The organization chose to work with a brand design firm and an interactive agency who typically worked with businesses rather than nonprofits, and who recognized some of the problems in traditional nonprofit marketing.
“Nonprofits traditionally are not known for innovative or very contemporary brand design or communications,” says Tom Crabtree, founder and creative director of Manual, the brand design agency, which is known for its work with Nike and Gap. “We’ve seen that shift over the last few years with some more kind of consumer brand approaches, with Product Red or with Charity:water. But the majority of NGOs have been stuck in this world that we all know really well, which is the image of a Western organization swooping in to raise money for people in need–this “them” kind of thing–and Path wasn’t about that.”

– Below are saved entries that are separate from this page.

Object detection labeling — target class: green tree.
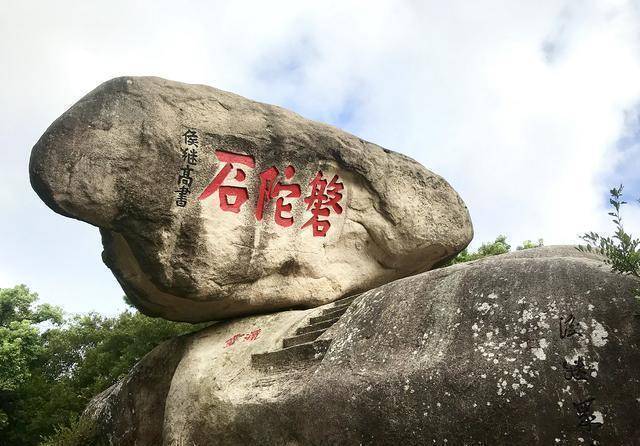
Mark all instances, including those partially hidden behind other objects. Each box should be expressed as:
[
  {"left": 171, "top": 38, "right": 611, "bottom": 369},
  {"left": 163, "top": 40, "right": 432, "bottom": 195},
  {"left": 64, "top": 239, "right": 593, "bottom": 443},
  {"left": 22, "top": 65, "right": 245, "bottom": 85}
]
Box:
[
  {"left": 450, "top": 235, "right": 511, "bottom": 264},
  {"left": 0, "top": 285, "right": 62, "bottom": 431},
  {"left": 579, "top": 185, "right": 640, "bottom": 294},
  {"left": 40, "top": 417, "right": 104, "bottom": 446},
  {"left": 0, "top": 288, "right": 207, "bottom": 446},
  {"left": 517, "top": 239, "right": 544, "bottom": 250},
  {"left": 447, "top": 235, "right": 543, "bottom": 265}
]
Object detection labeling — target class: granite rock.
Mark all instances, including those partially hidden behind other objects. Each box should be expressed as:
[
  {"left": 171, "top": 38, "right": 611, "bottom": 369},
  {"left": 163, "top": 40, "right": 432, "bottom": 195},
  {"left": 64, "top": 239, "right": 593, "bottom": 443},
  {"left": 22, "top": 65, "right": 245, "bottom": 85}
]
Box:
[
  {"left": 30, "top": 76, "right": 473, "bottom": 322},
  {"left": 85, "top": 246, "right": 640, "bottom": 445}
]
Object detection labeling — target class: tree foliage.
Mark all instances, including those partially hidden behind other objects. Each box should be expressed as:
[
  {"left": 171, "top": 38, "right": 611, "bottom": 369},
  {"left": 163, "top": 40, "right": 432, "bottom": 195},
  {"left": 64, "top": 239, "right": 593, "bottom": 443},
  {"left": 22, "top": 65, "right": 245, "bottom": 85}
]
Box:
[
  {"left": 0, "top": 285, "right": 207, "bottom": 446},
  {"left": 578, "top": 185, "right": 640, "bottom": 292},
  {"left": 40, "top": 416, "right": 105, "bottom": 446},
  {"left": 0, "top": 286, "right": 63, "bottom": 431},
  {"left": 516, "top": 239, "right": 544, "bottom": 251},
  {"left": 448, "top": 235, "right": 543, "bottom": 265}
]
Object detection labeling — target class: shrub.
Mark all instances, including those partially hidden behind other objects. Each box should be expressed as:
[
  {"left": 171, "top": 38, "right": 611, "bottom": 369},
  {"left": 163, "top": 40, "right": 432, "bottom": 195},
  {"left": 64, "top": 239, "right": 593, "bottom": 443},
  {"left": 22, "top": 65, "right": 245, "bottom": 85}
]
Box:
[
  {"left": 40, "top": 416, "right": 106, "bottom": 446},
  {"left": 578, "top": 185, "right": 640, "bottom": 298},
  {"left": 448, "top": 235, "right": 543, "bottom": 265}
]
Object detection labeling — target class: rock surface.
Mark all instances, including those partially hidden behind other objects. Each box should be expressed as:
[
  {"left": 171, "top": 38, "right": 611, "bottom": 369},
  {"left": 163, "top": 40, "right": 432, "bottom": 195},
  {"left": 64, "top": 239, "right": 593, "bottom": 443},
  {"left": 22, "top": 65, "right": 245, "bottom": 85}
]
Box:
[
  {"left": 30, "top": 76, "right": 473, "bottom": 322},
  {"left": 85, "top": 246, "right": 640, "bottom": 445}
]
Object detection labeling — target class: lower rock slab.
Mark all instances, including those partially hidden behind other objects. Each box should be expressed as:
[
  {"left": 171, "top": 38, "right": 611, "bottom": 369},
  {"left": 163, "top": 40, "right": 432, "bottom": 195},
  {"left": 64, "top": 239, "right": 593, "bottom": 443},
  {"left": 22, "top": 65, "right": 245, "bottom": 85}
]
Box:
[{"left": 86, "top": 246, "right": 640, "bottom": 445}]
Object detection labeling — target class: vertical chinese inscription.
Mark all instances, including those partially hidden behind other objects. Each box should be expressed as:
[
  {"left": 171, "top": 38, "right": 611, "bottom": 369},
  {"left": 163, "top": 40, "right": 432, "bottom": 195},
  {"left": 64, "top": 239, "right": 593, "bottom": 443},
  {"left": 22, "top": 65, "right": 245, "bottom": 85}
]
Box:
[
  {"left": 175, "top": 129, "right": 199, "bottom": 207},
  {"left": 557, "top": 312, "right": 602, "bottom": 444}
]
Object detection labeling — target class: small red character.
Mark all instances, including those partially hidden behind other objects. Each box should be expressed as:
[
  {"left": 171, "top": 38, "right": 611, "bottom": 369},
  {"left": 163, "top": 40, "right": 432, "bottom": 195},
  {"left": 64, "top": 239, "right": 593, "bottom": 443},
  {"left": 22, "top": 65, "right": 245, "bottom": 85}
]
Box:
[
  {"left": 302, "top": 171, "right": 344, "bottom": 236},
  {"left": 198, "top": 150, "right": 255, "bottom": 213},
  {"left": 244, "top": 328, "right": 261, "bottom": 341},
  {"left": 224, "top": 333, "right": 244, "bottom": 348},
  {"left": 255, "top": 166, "right": 301, "bottom": 227}
]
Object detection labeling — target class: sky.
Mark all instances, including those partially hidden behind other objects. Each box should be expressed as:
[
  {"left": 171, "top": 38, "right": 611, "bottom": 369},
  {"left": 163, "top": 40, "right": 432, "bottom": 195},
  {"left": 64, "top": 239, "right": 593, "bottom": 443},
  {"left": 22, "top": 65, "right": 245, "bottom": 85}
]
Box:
[{"left": 1, "top": 0, "right": 640, "bottom": 316}]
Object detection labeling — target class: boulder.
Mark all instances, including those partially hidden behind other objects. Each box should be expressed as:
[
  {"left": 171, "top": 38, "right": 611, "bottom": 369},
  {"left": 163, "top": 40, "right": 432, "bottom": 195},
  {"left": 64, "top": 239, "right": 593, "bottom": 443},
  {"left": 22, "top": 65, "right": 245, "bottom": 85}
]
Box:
[
  {"left": 85, "top": 246, "right": 640, "bottom": 445},
  {"left": 29, "top": 76, "right": 473, "bottom": 322}
]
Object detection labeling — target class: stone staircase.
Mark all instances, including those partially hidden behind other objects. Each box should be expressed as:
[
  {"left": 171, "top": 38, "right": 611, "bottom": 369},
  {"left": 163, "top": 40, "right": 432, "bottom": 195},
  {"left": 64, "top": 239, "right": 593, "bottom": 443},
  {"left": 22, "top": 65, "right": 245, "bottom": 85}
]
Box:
[{"left": 251, "top": 293, "right": 361, "bottom": 370}]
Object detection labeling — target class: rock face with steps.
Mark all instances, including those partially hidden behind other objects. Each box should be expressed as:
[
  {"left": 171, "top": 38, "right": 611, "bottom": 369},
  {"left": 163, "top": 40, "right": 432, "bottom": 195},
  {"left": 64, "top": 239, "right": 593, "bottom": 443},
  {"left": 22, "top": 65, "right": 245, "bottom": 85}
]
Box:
[
  {"left": 252, "top": 293, "right": 356, "bottom": 369},
  {"left": 85, "top": 246, "right": 640, "bottom": 445},
  {"left": 29, "top": 76, "right": 473, "bottom": 323}
]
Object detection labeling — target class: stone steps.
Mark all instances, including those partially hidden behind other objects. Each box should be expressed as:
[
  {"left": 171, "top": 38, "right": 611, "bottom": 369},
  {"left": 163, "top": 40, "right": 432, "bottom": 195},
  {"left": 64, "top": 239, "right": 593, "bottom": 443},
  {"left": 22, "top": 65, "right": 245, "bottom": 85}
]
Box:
[
  {"left": 328, "top": 301, "right": 352, "bottom": 313},
  {"left": 282, "top": 329, "right": 326, "bottom": 348},
  {"left": 250, "top": 293, "right": 362, "bottom": 370},
  {"left": 331, "top": 293, "right": 360, "bottom": 307},
  {"left": 295, "top": 317, "right": 341, "bottom": 335},
  {"left": 309, "top": 306, "right": 348, "bottom": 324},
  {"left": 251, "top": 339, "right": 331, "bottom": 370}
]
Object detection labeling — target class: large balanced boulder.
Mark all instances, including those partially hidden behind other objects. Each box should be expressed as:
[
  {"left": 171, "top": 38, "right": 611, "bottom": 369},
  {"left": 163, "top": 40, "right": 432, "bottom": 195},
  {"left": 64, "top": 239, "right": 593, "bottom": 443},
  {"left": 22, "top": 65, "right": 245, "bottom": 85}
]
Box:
[
  {"left": 29, "top": 76, "right": 473, "bottom": 322},
  {"left": 85, "top": 246, "right": 640, "bottom": 445}
]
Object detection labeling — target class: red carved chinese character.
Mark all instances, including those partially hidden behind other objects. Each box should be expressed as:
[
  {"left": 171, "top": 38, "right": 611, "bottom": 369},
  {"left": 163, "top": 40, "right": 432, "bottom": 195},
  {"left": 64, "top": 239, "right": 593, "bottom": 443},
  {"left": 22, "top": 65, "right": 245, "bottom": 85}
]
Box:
[
  {"left": 244, "top": 328, "right": 261, "bottom": 341},
  {"left": 302, "top": 171, "right": 344, "bottom": 236},
  {"left": 255, "top": 165, "right": 301, "bottom": 227},
  {"left": 198, "top": 150, "right": 255, "bottom": 213},
  {"left": 224, "top": 333, "right": 244, "bottom": 348}
]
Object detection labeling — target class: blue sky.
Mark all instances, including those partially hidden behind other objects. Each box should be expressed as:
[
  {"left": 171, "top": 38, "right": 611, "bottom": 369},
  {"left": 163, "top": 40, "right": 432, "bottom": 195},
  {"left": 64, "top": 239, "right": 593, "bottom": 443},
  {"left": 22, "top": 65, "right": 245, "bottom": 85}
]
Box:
[{"left": 1, "top": 0, "right": 640, "bottom": 316}]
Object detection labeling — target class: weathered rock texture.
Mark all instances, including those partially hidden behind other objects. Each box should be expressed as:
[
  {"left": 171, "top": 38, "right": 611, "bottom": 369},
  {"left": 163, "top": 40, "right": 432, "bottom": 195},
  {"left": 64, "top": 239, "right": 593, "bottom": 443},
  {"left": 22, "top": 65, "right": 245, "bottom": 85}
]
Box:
[
  {"left": 29, "top": 76, "right": 473, "bottom": 322},
  {"left": 86, "top": 246, "right": 640, "bottom": 445}
]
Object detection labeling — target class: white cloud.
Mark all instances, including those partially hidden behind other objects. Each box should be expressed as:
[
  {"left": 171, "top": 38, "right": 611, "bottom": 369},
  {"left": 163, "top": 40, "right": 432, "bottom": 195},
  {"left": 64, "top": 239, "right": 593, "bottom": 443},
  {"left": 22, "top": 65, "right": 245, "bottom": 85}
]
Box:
[{"left": 1, "top": 0, "right": 640, "bottom": 312}]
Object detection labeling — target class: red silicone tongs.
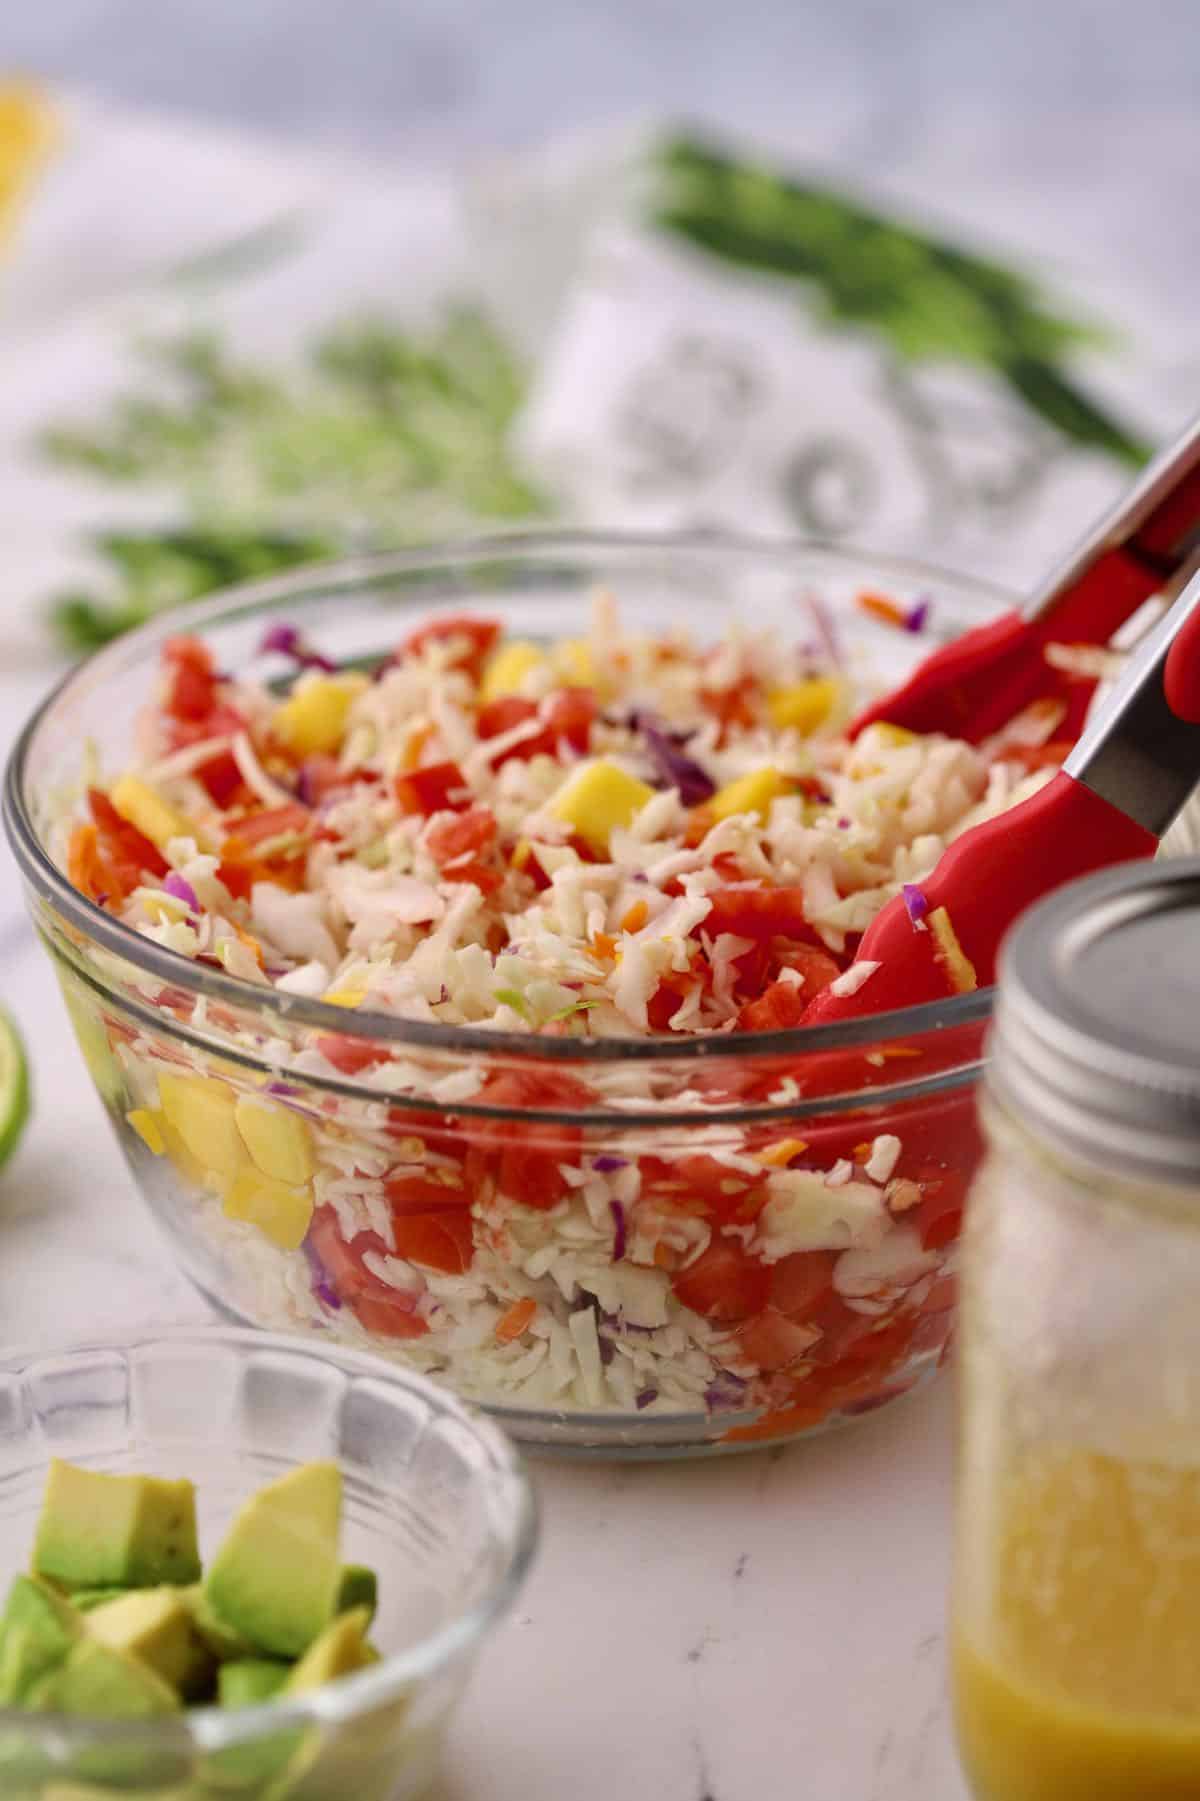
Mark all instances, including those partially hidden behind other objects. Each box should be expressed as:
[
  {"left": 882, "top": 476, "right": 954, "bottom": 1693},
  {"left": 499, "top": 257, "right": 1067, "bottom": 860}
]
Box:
[
  {"left": 804, "top": 567, "right": 1200, "bottom": 1025},
  {"left": 849, "top": 410, "right": 1200, "bottom": 742}
]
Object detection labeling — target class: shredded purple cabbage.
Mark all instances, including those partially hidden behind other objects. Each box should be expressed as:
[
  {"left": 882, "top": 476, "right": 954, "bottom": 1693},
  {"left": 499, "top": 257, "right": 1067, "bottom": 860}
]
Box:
[
  {"left": 259, "top": 623, "right": 337, "bottom": 673},
  {"left": 632, "top": 711, "right": 715, "bottom": 806},
  {"left": 593, "top": 1154, "right": 628, "bottom": 1173},
  {"left": 804, "top": 591, "right": 844, "bottom": 669},
  {"left": 303, "top": 1241, "right": 342, "bottom": 1311},
  {"left": 266, "top": 1080, "right": 301, "bottom": 1098},
  {"left": 704, "top": 1372, "right": 749, "bottom": 1412},
  {"left": 162, "top": 871, "right": 198, "bottom": 911},
  {"left": 905, "top": 596, "right": 932, "bottom": 634},
  {"left": 597, "top": 1335, "right": 615, "bottom": 1366},
  {"left": 902, "top": 883, "right": 929, "bottom": 925},
  {"left": 610, "top": 1199, "right": 627, "bottom": 1262},
  {"left": 635, "top": 1388, "right": 658, "bottom": 1410}
]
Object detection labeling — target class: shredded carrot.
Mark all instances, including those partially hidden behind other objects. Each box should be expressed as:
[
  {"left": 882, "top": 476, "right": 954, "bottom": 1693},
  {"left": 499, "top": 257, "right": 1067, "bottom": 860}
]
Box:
[
  {"left": 232, "top": 922, "right": 265, "bottom": 970},
  {"left": 755, "top": 1137, "right": 809, "bottom": 1167},
  {"left": 67, "top": 822, "right": 99, "bottom": 895},
  {"left": 402, "top": 722, "right": 435, "bottom": 771},
  {"left": 857, "top": 591, "right": 909, "bottom": 629},
  {"left": 928, "top": 906, "right": 978, "bottom": 994},
  {"left": 879, "top": 1044, "right": 923, "bottom": 1061},
  {"left": 852, "top": 1142, "right": 872, "bottom": 1161},
  {"left": 592, "top": 930, "right": 617, "bottom": 960},
  {"left": 621, "top": 899, "right": 649, "bottom": 933},
  {"left": 495, "top": 1297, "right": 537, "bottom": 1344},
  {"left": 653, "top": 1243, "right": 674, "bottom": 1270}
]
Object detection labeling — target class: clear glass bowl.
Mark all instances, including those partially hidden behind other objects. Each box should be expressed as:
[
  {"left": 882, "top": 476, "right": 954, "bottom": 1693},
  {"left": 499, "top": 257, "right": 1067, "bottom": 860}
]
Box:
[
  {"left": 0, "top": 1327, "right": 536, "bottom": 1798},
  {"left": 5, "top": 532, "right": 1003, "bottom": 1457}
]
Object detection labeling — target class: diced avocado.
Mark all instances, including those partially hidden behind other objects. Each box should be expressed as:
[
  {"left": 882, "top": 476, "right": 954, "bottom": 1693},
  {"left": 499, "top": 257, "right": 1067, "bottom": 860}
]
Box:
[
  {"left": 709, "top": 766, "right": 788, "bottom": 823},
  {"left": 218, "top": 1657, "right": 292, "bottom": 1709},
  {"left": 27, "top": 1637, "right": 180, "bottom": 1718},
  {"left": 205, "top": 1463, "right": 342, "bottom": 1659},
  {"left": 71, "top": 1588, "right": 129, "bottom": 1613},
  {"left": 33, "top": 1460, "right": 201, "bottom": 1591},
  {"left": 335, "top": 1565, "right": 377, "bottom": 1626},
  {"left": 0, "top": 1575, "right": 82, "bottom": 1703},
  {"left": 550, "top": 760, "right": 655, "bottom": 852},
  {"left": 180, "top": 1584, "right": 255, "bottom": 1663},
  {"left": 86, "top": 1588, "right": 212, "bottom": 1699},
  {"left": 285, "top": 1608, "right": 374, "bottom": 1695}
]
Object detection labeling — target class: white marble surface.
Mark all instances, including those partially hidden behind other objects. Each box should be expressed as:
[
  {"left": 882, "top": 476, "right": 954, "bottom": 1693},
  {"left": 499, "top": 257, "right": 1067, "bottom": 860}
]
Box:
[{"left": 0, "top": 649, "right": 968, "bottom": 1799}]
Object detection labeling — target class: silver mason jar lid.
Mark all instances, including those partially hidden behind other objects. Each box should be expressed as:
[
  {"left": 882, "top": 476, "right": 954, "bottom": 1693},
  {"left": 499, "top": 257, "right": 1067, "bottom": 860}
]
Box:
[{"left": 990, "top": 857, "right": 1200, "bottom": 1186}]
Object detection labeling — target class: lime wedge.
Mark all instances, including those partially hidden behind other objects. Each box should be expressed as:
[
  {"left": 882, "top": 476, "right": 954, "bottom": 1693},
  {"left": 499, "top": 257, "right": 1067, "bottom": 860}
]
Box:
[{"left": 0, "top": 1007, "right": 30, "bottom": 1170}]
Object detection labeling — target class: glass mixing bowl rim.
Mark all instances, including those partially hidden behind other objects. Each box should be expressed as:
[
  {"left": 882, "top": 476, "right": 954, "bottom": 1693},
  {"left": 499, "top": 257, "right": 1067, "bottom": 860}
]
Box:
[
  {"left": 0, "top": 1324, "right": 538, "bottom": 1754},
  {"left": 4, "top": 529, "right": 1004, "bottom": 1075}
]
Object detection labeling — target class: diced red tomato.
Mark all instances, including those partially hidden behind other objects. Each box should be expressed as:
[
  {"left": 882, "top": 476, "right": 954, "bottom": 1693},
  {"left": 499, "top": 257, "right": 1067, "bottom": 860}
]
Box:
[
  {"left": 222, "top": 803, "right": 311, "bottom": 849},
  {"left": 733, "top": 1309, "right": 820, "bottom": 1372},
  {"left": 465, "top": 1068, "right": 593, "bottom": 1211},
  {"left": 307, "top": 1207, "right": 430, "bottom": 1339},
  {"left": 87, "top": 789, "right": 169, "bottom": 886},
  {"left": 647, "top": 973, "right": 691, "bottom": 1031},
  {"left": 394, "top": 761, "right": 471, "bottom": 817},
  {"left": 543, "top": 686, "right": 596, "bottom": 752},
  {"left": 769, "top": 1250, "right": 838, "bottom": 1319},
  {"left": 163, "top": 636, "right": 217, "bottom": 720},
  {"left": 426, "top": 805, "right": 497, "bottom": 867},
  {"left": 737, "top": 978, "right": 808, "bottom": 1033},
  {"left": 398, "top": 615, "right": 501, "bottom": 682},
  {"left": 477, "top": 687, "right": 597, "bottom": 765},
  {"left": 315, "top": 1034, "right": 387, "bottom": 1075},
  {"left": 385, "top": 1175, "right": 470, "bottom": 1214},
  {"left": 672, "top": 1240, "right": 771, "bottom": 1323},
  {"left": 914, "top": 1170, "right": 968, "bottom": 1251},
  {"left": 704, "top": 887, "right": 821, "bottom": 943},
  {"left": 389, "top": 1211, "right": 474, "bottom": 1274}
]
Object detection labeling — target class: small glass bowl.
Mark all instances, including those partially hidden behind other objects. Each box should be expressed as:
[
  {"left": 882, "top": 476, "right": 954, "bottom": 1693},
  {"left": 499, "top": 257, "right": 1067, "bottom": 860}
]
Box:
[
  {"left": 0, "top": 1327, "right": 536, "bottom": 1798},
  {"left": 5, "top": 532, "right": 1003, "bottom": 1456}
]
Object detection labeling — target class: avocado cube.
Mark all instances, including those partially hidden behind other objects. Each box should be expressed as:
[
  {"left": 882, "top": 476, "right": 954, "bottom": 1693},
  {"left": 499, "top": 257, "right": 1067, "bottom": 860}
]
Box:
[
  {"left": 218, "top": 1657, "right": 292, "bottom": 1709},
  {"left": 86, "top": 1587, "right": 212, "bottom": 1699},
  {"left": 205, "top": 1462, "right": 342, "bottom": 1660},
  {"left": 335, "top": 1565, "right": 377, "bottom": 1626},
  {"left": 71, "top": 1588, "right": 129, "bottom": 1614},
  {"left": 285, "top": 1608, "right": 375, "bottom": 1695},
  {"left": 28, "top": 1637, "right": 180, "bottom": 1718},
  {"left": 180, "top": 1584, "right": 255, "bottom": 1663},
  {"left": 0, "top": 1575, "right": 82, "bottom": 1703},
  {"left": 33, "top": 1460, "right": 201, "bottom": 1591}
]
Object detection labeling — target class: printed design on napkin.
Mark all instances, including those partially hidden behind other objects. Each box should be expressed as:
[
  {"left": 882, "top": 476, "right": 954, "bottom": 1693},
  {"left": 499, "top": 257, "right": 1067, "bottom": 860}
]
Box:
[
  {"left": 517, "top": 131, "right": 1148, "bottom": 573},
  {"left": 0, "top": 82, "right": 57, "bottom": 254},
  {"left": 41, "top": 308, "right": 547, "bottom": 649}
]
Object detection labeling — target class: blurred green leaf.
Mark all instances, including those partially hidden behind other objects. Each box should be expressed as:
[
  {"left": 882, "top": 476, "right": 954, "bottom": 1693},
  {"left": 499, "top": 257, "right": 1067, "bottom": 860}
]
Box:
[{"left": 650, "top": 133, "right": 1149, "bottom": 466}]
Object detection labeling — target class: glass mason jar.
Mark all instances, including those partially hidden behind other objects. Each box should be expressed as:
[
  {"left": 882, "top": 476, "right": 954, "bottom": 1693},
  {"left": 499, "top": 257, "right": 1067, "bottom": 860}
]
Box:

The rebranding had to incorporate the fact that Path, though originally a U.S.-based team, had grown to have 1,600 employees working in 70 countries, with almost all employees coming from the countries where they work. Even describing itself as a “global health” organization no longer made sense.
“That phrase means something very different to someone sitting in Seattle versus someone sitting in Delhi,” says Sandine. “If I am in Delhi and I am leading our program in Delhi, they’re not global health issues. They’re public health issues. So we’ve really rethought a lot of the language that we used to be more culturally competent, more appropriate, more reflective of who we actually are as an organization.” (They now say that they’re a “global team of innovators working to increase health equity.”)
The website also had to be accessible and useful to anyone anywhere. Instrument, the interactive agency on the project, saw that a large portion of the traffic to the site was coming from a browser typically used on flip phones. Ministers of health in Vietnam or Zambia needed to be able to use the site as easily as a potential donor in the United States. “We want to think of this as being a beautiful and elegant experience,” says Steph Lanning, an executive producer at Instrument. “Not just if you’re on an iPhone 10, but if you’re on a flip phone, and so how do we not just make it work on that device, but how do we make it beautiful? How do we make it usable? How do we really think about every single user?”
The brand’s new guidelines for photography take into account that the photographer might be working in a rural village without complicated equipment; the organization also decided that it would hire local photographers rather than the traditional nonprofit approach of sending a photographer from the U.S. or Europe. This mirrors the organization’s work in health–a team from Tanzania, for example, is working with the government there to lead a national digital health transformation, rather than an American team leading that work.
The brand’s new look is clean, with a website that focuses first on the larger story of the nonprofit and then makes it simple to navigate through specific examples of the organization’s work. The brand identity is designed to support telling those stories.
It was difficult to get the funding for the work, Sandine says, though the organization’s CEO supported it. Like other nonprofits, the majority of Path’s funding came from institutional funders who earmarked it for specific programs. The organization spent years planning for the rebrand with funding from individual donors, believing it was work that was critical for the nonprofit’s success. “We know that donors today give mainly to organizations that have really strong brand awareness, and we didn’t have that,” she says, adding, “We have to earn the trust of the people who are deciding to partner with us or invest in us. So I think it’s critical. Investment in a brand in a nonprofit that then can potentially pay off in building greater partnerships and increasing revenue then increases the impact we can have on the programmatic side of the work. It’s not a zero-sum game.”